Here we wanted to give a rough overview of our customers’ needs and wants when it comes to Data Lake Table Formats and File Formats. It gives a unique perspective in which direction the market is going at the moment.
Customers and numbers
Synvert has worked with over 250 customers with success stories in many different industries. Our goal was to take peek at the preferences of our customers’ analytical stacks, especially at the trend of emerging lakehouse technologies. So, what are the results of our questionnaire?
Figure 1
Delta Lake had the biggest push among customers, mostly because of integration with Databricks and Microsoft, who have been using the technology as default on their platforms. Customers that want use those platforms in the future, especially Databricks and Spark, tend to go with Delta Lake. In situations where they stopped using Delta Lake, it has mostly to do with overhead, where Spark was too much, and a shift to a modern data warehouse solution was more than enough for their use case. Still, Delta Lake is the most widely used lakehouse storage format, and since the announcement of Delta Lake 3.0 and it’s compatibility for Apache Iceberg and Apache Hudi, it might only get a larger footprint.

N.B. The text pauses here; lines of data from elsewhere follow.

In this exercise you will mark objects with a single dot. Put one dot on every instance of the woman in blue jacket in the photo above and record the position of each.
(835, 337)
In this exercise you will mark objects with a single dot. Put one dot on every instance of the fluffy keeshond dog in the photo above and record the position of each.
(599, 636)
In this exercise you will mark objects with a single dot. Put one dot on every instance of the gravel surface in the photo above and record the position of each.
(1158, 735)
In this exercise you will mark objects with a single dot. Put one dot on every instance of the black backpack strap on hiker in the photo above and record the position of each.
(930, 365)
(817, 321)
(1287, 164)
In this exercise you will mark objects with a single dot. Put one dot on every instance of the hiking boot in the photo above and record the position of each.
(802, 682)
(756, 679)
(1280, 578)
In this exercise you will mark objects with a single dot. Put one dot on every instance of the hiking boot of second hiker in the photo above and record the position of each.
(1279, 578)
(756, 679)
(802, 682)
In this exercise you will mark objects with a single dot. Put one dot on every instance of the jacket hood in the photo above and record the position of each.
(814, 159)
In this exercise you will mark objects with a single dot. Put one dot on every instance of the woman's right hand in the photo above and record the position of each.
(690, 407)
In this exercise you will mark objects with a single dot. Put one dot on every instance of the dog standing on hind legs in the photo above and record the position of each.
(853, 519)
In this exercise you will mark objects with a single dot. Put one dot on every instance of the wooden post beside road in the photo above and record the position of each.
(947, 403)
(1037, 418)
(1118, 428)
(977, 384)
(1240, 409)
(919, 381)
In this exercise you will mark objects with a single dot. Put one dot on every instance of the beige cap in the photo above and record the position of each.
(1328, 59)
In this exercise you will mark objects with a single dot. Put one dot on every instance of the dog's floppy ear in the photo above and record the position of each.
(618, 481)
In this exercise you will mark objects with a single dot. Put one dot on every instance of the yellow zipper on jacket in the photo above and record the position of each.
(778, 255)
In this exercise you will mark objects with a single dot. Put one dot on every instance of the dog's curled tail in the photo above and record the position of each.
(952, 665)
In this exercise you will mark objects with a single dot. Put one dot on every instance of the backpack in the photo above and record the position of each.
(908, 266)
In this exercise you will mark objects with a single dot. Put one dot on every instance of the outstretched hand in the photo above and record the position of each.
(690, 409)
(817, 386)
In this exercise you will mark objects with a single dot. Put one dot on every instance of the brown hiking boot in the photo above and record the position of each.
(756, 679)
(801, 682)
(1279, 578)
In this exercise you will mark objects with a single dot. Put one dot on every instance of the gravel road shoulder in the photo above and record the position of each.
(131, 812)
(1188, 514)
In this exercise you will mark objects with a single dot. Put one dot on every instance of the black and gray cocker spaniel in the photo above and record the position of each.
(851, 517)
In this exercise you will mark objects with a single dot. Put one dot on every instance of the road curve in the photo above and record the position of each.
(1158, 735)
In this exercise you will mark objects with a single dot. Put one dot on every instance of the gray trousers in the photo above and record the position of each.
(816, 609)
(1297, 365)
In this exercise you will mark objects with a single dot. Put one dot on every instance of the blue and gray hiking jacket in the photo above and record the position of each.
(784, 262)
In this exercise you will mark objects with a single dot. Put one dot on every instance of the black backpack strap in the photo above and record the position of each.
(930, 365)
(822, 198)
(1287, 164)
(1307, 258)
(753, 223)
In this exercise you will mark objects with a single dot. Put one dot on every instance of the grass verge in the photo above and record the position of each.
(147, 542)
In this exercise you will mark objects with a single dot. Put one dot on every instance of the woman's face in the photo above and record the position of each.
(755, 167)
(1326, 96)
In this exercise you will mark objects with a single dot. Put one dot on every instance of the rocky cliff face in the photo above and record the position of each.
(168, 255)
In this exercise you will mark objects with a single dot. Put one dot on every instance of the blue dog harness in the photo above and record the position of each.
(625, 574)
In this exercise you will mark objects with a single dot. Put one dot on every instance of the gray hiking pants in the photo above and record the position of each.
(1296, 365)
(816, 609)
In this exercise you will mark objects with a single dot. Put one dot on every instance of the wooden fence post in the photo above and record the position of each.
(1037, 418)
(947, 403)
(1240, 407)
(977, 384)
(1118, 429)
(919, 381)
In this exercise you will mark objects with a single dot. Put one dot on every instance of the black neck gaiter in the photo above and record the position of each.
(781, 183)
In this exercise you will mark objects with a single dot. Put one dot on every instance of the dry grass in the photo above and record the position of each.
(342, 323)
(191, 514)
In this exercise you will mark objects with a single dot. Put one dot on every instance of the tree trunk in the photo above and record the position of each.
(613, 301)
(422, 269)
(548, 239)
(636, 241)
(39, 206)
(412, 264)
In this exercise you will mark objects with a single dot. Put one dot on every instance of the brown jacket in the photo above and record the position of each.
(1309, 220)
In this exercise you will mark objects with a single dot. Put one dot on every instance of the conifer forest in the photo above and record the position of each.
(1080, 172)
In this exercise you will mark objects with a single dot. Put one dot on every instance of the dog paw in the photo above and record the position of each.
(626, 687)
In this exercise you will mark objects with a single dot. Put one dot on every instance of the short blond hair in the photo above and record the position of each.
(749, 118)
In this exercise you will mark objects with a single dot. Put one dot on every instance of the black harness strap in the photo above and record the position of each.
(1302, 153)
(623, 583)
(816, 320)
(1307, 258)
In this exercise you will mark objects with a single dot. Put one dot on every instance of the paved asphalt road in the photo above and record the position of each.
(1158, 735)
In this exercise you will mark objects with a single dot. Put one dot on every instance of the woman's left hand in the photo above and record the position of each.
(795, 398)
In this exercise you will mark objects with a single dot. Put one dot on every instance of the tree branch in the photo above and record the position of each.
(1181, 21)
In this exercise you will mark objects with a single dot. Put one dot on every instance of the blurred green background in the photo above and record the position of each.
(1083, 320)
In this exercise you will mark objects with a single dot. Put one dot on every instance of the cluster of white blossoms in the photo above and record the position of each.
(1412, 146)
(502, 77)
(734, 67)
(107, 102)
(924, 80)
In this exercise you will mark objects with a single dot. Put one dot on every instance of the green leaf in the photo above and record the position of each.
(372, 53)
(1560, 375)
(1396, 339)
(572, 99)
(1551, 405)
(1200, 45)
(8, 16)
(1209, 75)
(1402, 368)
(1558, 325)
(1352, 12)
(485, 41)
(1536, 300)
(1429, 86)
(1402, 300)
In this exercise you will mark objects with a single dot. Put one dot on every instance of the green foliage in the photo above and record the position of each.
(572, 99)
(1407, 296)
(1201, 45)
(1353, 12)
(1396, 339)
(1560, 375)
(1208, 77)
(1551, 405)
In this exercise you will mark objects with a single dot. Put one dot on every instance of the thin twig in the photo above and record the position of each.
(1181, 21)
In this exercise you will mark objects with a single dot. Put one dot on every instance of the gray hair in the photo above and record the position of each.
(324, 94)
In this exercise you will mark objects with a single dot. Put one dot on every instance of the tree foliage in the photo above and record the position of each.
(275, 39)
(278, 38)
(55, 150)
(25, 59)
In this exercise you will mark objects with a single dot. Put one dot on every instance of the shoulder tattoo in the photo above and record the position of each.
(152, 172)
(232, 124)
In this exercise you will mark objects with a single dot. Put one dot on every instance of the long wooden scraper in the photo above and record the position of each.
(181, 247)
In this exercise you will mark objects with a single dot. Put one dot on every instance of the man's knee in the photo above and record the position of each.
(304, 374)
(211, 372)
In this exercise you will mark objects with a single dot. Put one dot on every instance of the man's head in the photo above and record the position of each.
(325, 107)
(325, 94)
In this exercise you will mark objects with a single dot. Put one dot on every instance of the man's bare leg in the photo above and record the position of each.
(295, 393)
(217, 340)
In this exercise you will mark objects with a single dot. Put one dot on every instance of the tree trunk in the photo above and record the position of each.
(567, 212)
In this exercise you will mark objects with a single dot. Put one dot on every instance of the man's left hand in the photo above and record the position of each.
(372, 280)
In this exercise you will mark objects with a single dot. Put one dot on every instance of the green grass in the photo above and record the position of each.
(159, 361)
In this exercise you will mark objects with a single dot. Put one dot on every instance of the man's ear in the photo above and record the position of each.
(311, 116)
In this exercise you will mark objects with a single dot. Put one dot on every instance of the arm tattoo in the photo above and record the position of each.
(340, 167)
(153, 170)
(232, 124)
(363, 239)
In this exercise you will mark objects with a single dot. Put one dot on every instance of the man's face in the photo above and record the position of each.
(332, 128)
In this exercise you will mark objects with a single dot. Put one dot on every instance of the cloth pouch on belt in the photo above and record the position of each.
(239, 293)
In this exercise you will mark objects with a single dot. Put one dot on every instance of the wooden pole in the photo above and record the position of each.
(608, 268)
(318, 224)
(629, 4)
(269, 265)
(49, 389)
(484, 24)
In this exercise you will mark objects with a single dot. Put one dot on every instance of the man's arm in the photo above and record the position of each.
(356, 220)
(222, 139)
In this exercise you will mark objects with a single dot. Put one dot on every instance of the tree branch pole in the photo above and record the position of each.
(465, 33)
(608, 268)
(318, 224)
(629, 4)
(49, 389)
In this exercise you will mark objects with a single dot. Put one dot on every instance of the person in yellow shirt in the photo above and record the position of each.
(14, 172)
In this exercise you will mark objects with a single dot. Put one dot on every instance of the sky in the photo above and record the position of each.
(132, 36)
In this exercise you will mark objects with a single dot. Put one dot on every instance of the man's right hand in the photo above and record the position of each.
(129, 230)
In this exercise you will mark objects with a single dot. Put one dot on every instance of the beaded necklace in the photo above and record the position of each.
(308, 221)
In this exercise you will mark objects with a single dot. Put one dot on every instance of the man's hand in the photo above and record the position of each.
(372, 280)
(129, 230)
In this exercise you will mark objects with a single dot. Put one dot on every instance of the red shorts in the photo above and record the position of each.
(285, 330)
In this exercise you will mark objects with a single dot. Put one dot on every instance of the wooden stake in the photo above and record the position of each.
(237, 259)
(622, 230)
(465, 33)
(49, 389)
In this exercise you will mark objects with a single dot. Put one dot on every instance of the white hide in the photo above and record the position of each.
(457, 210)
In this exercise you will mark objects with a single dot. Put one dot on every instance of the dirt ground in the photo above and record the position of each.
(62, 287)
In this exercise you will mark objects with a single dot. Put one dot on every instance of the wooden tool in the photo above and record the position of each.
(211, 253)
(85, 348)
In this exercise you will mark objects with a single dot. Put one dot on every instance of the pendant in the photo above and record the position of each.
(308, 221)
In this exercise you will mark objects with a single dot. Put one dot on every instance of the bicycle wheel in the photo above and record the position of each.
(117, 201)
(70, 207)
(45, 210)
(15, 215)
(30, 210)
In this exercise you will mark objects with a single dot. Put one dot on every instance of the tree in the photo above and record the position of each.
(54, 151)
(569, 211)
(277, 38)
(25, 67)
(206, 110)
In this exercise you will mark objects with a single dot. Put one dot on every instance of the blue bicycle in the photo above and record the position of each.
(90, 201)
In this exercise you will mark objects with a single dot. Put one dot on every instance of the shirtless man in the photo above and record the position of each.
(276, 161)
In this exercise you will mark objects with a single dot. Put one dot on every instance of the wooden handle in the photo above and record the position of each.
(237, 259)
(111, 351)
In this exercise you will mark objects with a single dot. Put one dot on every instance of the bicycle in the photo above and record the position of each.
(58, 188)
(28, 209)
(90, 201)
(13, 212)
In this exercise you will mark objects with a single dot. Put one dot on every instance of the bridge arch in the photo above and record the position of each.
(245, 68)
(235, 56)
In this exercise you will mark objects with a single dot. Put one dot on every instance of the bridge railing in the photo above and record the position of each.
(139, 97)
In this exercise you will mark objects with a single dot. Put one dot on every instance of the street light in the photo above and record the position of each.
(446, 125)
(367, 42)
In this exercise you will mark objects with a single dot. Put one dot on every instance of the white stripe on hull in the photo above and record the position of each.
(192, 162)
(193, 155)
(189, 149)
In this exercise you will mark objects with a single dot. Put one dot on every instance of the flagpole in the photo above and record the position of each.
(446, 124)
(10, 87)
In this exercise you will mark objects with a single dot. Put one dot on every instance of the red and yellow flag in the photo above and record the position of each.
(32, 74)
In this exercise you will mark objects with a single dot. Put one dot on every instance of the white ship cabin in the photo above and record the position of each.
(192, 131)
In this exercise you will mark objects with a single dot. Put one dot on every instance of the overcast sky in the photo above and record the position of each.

Iceberg has big future potential as it is recommended for Cloudera, Dataiku, and Dremio environments. As an Apache project it gathered support from many top companies, especially in the open source community. A lot of customers plan and want to use Iceberg in future projects (Figure 1, Figure 2).
Hudi is another Apache project – and comparatively to the other two parts of the lakehouse trinity, it is losing popularity among customers (Figure 2). That doesn’t mean it is going anywhere soon. Hudi is integrated in EMR, and still the first choice for many AWS customers.
Other table formats and alternatives include first generation lakehouses like Hive together with ORC file format, as well as proprietary implementations, and appropriated modern data warehouse solutions like Redshift, BigQuery, and Snowflake.
In that context, it does make sense that a lot of customers are considering using some of the modern lakehouse solutions in the future. Currently customers are mostly motivated by their own stack and which solution best fits and has the lowest maintenance costs.
It is great to see that big tech is supporting all of the main table formats, and especially noteworthy has been the rise of complementing projects like lakeFS, a data version control for data lakes. Looking at Github Star History (Figure 4) for the projects, it seems it mirrors our customer interest (Figure 3) for now. There is always the question will the industry converge? Will Delta Lake leave the Apache projects behind, or will one of them manage to outperform?